The surprise element came in the tiny two-point gap between Garcia and intern mayor Carlos Hernandez, who Ladra -- and the rest of the world, but they don't admit it as readily -- expected to do far worse than 20 percent to Garcia's 22 and Martinez's 38. Even though they naturally split the Republican vote -- which is why Martinez hopes Carlos stays in it -- Carlos was not expected to do so well in the wake of his mentor's giant fall and the financial fallout now.
Dario Moreno questioned 300 voters last week in the poll for Frank Lago, chief of staff to Sweetwater Mayor Manny Maroño who just lost a bid for the state rep seat vacated by new county commissioner Esteban Bovo to cigar czar Jose Oliva (Rep. District 110). He did not want to disclose the results and said Lago -- who apparently did well enough to want to throw his name into the ballot for council -- will release them on Monday (another sign he did well). But a source close to the candidate confirmed tips from others -- apparently Lago is so proud of his placing he's been parading the poll around -- that Martinez was, indeed, leading in a big way. "Double digits," one seasoned campaigner said. "Twenty points," said another Hialeah political veteran.
Lago told Ladra that Council President Isis "Gavel Girl" Garcia-Martinez polled the highest among incumbents, which also was reported by one of the operatives. Later, I was told that Gavel Girl Garcia -- who already publicly supported Lago's candidacy -- beat former Councilwoman Cindy Miel (who will likely run against her to reprise their greatest hits) by 20 points in the poll. No word if Lago was pitted against Gavel Girl, but he likely won't challenge her.
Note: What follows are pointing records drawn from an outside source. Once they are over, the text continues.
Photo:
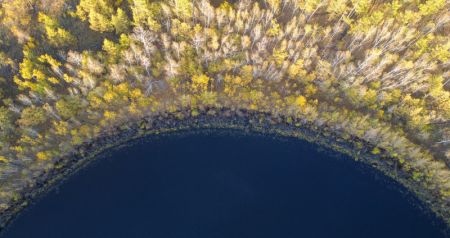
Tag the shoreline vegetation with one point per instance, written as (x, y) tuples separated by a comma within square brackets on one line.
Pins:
[(213, 119), (371, 74)]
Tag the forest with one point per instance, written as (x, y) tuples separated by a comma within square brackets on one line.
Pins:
[(376, 70)]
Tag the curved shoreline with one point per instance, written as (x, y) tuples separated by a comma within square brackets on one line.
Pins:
[(245, 121)]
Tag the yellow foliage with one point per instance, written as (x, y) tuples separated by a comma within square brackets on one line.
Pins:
[(43, 155), (300, 101)]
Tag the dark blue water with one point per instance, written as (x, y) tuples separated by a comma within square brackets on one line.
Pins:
[(223, 186)]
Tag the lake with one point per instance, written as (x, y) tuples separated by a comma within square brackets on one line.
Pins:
[(225, 185)]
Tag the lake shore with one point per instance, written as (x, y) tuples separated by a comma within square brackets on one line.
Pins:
[(212, 118)]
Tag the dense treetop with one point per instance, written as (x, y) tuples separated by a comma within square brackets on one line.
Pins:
[(374, 70)]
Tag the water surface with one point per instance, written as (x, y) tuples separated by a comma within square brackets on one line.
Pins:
[(224, 186)]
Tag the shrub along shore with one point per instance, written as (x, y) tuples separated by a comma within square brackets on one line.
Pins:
[(374, 74), (183, 122)]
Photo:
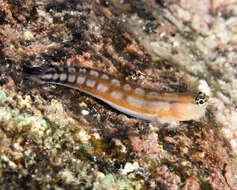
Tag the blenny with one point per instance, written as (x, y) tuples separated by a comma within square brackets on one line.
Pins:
[(128, 98)]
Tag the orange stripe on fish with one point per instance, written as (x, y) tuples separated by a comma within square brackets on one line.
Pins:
[(131, 99)]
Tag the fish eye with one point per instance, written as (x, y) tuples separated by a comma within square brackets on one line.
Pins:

He reportedly got better numbers, howeer, when run against either council member Vivian Cassols-Muñoz or Paul Hernandez, the appointee serving out Hernandez's term through November. Lago and his fans say his showing is the residual result of his state rep run, where he did well in Hialeah (he lost by less than 700 votes) and gained name recognition.
The good news for Lago is he can run for practically any seat -- as long as it's not against former Councilman and housing director Alex Morales, who seems to have scored highest of any candidate, including the incumbents, on name recognition. He did serve the city for 11 years before he was run out of town (he does live in the city again and more on that later) by former mayor Julio Robaina, who Morales worked dozens of unpaid hours to help defeat in the county mayoral race ('cause Karma is another word for Ladra). But that was more than a decade ago, which is nothing but bad news for the incumbents.
The good news for Martinez is two-fold: Don't mess up and you're in the runoff for sure. And you could even be so lucky as to face Hernandez there. Most political observers agree that Raul will wipe the floor with Carlos while he could face a costlier, closer runoff against Garcia.
Good news for Carlitos is he could actually get into a runoff with Martinez and keep a little of what dignity he has left -- at least before he is obliterated in the head-to-head or saved by an act of God. Those really are the only options.
There's not much good news here for Garcia. Sure, he is number two as expected, but with a wide gap and with candidate number-three-with-the-bully-pulpit closer than anyone imagined, practically breathing down his neck. Still, it's a bit premature for his peak and Garcia has to go up from here. He hasn't campaigned in more than a decade and has not been on TV or in the newspapers or on the radio -- as Martinez and Hernandez are constantly -- in almost as long. So these numbers are going to be skewered against him.
That might be why he isn't putting much faith in the Lago poll and won't do one of his own at least until after qualification ends Sept. 9. "It makes no sense now."
But Martinez isn't going to rest on his alleged laurels, either, and seemed unimpressed with his lead. "Polls are a picture of a specific time and any elected official that guides the campaign just by polling is not very bright. You use the poll and cross reference it to look for strengths or weaknesses."
There is a lot of time for that, three months seems like years from here (it will seem like seconds once we are there). And Ladra predicts that Garcia's numbers will go up. Though whether it will be enough is the remaining question. Many political observers say Garcia is the only candidate out there that could beat Martinez. But he needs to roll up his sleeves and get ready to work hard because these are the streets of Hialeah, not the halls of Tallahassee, and hard work is something I've been repeatedly told Garcia -- a 26-year professional legislator who ran unopposed since 2000 and reportedly has some cushy figurehead (read: "no-show") job with his family's carpet business -- may not be entirely familiar with.
For the newlywed dad to 11-month-old twins and only real challenger to Martinez's return to his rightful throne, losing about 10 pounds knocking on doors, this might be a crash course.